Data center networks have become heavily reliant on software-defined network to orchestrate data transmission. To maintain optimal network configurations, a controller needs to solve the multi-commodity flow problem and globally update the network under tight time constraints. In this paper, we aim to minimize flow cost or intuitively average transmission delay, under reconfiguration budget constraints in data centers. Thus, we formulate this optimization problem as a constrained Markov Decision Process and propose a set of algorithms to solve it in a scalable manner. We first develop a propagation algorithm to identify the flows which are mostly affected in terms of latency and will be configured in the next network update. Then, we set a limitation range for updating them to improve adaptability and scalability by updating a less number of flows each time to achieve fast operations as well. Further, based on the Drift-Plus-Penalty method in Lyapunov theory, we propose a heuristic policy without prior information of flow demand with a performance guarantee to minimize the additive optimality gap.
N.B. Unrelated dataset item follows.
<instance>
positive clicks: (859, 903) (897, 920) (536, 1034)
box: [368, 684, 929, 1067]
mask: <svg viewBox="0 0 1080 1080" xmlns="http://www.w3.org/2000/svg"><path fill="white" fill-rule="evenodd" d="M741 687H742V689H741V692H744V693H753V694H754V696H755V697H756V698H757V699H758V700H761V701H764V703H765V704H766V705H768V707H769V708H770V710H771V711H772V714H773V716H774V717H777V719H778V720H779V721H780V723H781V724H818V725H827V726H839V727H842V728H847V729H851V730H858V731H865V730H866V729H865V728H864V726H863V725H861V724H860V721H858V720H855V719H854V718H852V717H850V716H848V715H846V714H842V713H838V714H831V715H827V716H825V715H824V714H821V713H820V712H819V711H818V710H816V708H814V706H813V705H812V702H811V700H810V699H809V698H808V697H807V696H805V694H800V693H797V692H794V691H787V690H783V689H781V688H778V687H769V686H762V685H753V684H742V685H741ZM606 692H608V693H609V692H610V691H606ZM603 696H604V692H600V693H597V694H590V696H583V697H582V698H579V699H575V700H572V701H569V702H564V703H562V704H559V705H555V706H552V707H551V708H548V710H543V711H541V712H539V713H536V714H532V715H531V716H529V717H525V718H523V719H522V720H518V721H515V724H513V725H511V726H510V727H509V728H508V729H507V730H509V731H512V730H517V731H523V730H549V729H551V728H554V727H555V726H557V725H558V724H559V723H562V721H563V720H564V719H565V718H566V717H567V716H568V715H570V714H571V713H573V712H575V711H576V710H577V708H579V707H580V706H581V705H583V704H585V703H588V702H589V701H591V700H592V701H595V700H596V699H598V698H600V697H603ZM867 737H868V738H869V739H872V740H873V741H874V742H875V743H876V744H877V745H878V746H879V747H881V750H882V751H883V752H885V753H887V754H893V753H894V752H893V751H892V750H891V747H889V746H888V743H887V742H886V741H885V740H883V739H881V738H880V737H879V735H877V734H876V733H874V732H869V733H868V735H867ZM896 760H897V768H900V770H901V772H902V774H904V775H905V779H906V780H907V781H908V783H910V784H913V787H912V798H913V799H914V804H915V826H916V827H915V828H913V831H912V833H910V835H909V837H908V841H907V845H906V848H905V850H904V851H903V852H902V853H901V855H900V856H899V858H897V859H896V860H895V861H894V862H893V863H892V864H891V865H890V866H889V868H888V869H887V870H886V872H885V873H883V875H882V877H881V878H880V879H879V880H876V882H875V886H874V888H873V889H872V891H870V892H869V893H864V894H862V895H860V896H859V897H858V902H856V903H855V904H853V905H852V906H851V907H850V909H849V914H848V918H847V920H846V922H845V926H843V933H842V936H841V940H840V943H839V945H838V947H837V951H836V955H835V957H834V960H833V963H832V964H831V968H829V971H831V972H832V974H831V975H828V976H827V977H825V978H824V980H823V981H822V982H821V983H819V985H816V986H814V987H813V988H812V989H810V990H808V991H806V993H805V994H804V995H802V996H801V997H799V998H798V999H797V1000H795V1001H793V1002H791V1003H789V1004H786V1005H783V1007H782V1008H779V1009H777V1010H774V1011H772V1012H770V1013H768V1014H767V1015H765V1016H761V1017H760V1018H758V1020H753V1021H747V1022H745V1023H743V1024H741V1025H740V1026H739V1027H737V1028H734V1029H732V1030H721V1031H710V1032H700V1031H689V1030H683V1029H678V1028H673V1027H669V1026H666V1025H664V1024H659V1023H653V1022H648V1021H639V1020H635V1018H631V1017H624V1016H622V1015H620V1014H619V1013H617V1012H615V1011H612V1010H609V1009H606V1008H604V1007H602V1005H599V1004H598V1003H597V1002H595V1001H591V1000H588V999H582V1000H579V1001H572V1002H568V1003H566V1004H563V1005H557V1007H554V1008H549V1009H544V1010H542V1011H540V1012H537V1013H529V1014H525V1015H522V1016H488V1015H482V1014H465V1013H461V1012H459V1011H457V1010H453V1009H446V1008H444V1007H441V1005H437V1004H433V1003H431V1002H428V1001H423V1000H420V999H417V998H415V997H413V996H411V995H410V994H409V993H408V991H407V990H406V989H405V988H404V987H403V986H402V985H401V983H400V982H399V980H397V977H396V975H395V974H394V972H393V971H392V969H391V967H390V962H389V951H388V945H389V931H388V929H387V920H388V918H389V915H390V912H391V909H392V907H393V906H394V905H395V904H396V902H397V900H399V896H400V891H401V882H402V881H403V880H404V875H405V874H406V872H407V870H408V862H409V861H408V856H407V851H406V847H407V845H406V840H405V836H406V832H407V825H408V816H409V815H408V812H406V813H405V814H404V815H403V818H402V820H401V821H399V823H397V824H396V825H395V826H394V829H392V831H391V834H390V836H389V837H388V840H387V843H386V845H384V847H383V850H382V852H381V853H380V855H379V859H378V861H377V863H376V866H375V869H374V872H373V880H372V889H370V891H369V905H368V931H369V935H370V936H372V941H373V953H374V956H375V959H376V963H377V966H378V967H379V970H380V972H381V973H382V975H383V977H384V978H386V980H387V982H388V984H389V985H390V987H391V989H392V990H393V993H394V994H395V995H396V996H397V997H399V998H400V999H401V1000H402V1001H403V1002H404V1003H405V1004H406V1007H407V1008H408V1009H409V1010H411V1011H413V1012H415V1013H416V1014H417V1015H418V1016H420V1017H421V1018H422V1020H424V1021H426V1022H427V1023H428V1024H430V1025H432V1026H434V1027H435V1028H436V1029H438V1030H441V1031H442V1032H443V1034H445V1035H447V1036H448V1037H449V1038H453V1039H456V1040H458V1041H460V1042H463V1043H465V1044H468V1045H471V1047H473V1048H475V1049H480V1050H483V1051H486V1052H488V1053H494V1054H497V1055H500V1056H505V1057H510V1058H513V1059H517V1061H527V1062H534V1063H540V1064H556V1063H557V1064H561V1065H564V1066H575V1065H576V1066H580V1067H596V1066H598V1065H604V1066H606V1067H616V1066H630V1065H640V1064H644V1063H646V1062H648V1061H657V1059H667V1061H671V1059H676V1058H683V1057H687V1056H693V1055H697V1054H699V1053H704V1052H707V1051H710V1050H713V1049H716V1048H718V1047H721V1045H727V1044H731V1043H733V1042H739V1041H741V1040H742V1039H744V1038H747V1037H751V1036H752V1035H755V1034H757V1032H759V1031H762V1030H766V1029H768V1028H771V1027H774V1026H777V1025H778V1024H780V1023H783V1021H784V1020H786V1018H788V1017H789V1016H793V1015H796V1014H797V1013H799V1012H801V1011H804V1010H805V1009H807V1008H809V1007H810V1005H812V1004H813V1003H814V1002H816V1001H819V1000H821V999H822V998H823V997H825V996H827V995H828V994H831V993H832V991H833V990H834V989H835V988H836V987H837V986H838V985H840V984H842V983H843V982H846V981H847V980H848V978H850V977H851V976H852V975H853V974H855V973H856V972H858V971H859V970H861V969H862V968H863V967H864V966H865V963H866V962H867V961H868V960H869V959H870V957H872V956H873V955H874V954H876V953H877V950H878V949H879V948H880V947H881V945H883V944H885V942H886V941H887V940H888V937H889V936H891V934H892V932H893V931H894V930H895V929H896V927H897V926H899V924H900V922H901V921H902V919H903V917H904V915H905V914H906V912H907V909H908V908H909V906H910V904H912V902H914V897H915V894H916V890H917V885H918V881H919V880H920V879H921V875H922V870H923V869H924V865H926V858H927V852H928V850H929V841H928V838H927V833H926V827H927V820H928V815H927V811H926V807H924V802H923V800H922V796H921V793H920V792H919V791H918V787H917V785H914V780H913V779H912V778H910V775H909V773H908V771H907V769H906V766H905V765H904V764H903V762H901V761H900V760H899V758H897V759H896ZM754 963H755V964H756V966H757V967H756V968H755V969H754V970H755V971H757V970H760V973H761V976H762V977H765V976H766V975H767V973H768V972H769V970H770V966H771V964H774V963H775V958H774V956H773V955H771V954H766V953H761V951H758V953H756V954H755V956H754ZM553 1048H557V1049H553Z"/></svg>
To the best of our knowledge, this is the first paper that studies the range and frequency of flow reconfigurations, which has both theoretical and practical significance in the related area. Extensive emulations and numerical simulations, which are much better than the estimated theoretical bound, show that our proposed policy outperform the state of the art algorithms in terms of latency by over 45% while making improvements in adaptability and scalability.